Library routines that generate Web form tags should include the capability to supply a default value to the user. The contents of TEXTAREA tags and the VALUE, chECKED, and SELECTED attributes described previously provide several ways to supply default input. This capability is not only a way to suggest appropriate responses, it can also be used when the user is re-editing or changing existing data.

Tip
Not all existing data can be offered as a default entry in all form tags. The INPUT TYPE=TEXT tag will accommodate only default VALUEs, which can be expressed as an HTML attribute. Quote characters ("), greater-than characters (>), and line-breaks all cause problems if they are used as default text in INPUT TYPE=TEXT tags.

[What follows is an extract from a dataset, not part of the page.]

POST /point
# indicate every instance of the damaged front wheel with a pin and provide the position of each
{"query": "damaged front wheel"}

Often, the TEXTAREA tag comes to the rescue with its "container" syntax described previously. Also, if it is possible that existing data does not conform to the current set of options in a SELECT or similar form tag, an "Other" option accompanied by a text field can save the day.

Forms Ready Reference

The following is a summary of Web forms for reference:

<FORM ACTION="url" METHOD=reqtype >
    <INPUT [TYPE=TEXT] NAME="id" [SIZE=nn] [MAXLENGTH=nn] [VALUE="default"]>
    <INPUT TYPE=SUBMIT [NAME="button-id"] [VALUE="Button label text"]>
    <INPUT TYPE=RESET [VALUE="Button label text"]>
    <INPUT TYPE=RADIO NAME="radio-set-id" VALUE="choice-id" [chECKED]>
    <INPUT TYPE=chECKBOX NAME="box-set-id" VALUE="choice-id" [chECKED]>
    <INPUT TYPE=IMAGE NAME="image-id" SRC="image-url" [ALIGN=alignment]>
    <INPUT TYPE=HIDDEN NAME="data-id" VALUE="hidden form data" >
    <TEXTAREA NAME="text-id" [COLS=nn] [ROWS=nn]>
        default text
    </TEXTAREA>
    <SELECT NAME="select-id" [SIZE=nn] [MULTIPLE]>
        <OPTION [VALUE="choice-id"] [SELECTED]>1st choice
        <OPTION>2nd choice
        <OPTION>...
    </SELECT>
</FORM>

Brief Outline of GET and POST Mechanisms

Brief Outline of Form Encoding

Form contents are encoded by replacing spaces (" ") with plus signs ("+"), and other unsafe characters are represented by the hexadecimal escape sequence %hh. Form data is associated with NAMEd tags using id=data pairs separated by ampersands ("&").

Summary

HTML forms provide a simple way for a Web browser user to supply information to your Web site, to search efficiently for information, and to interact with Internet information gateways.

A well-designed form backed by an effective form handler can give visitors interactive control over your site and provide you with valuable information about your clients.

Of course, in form handlers and all other CGI applications, security is an important factor and is covered in the next chapter.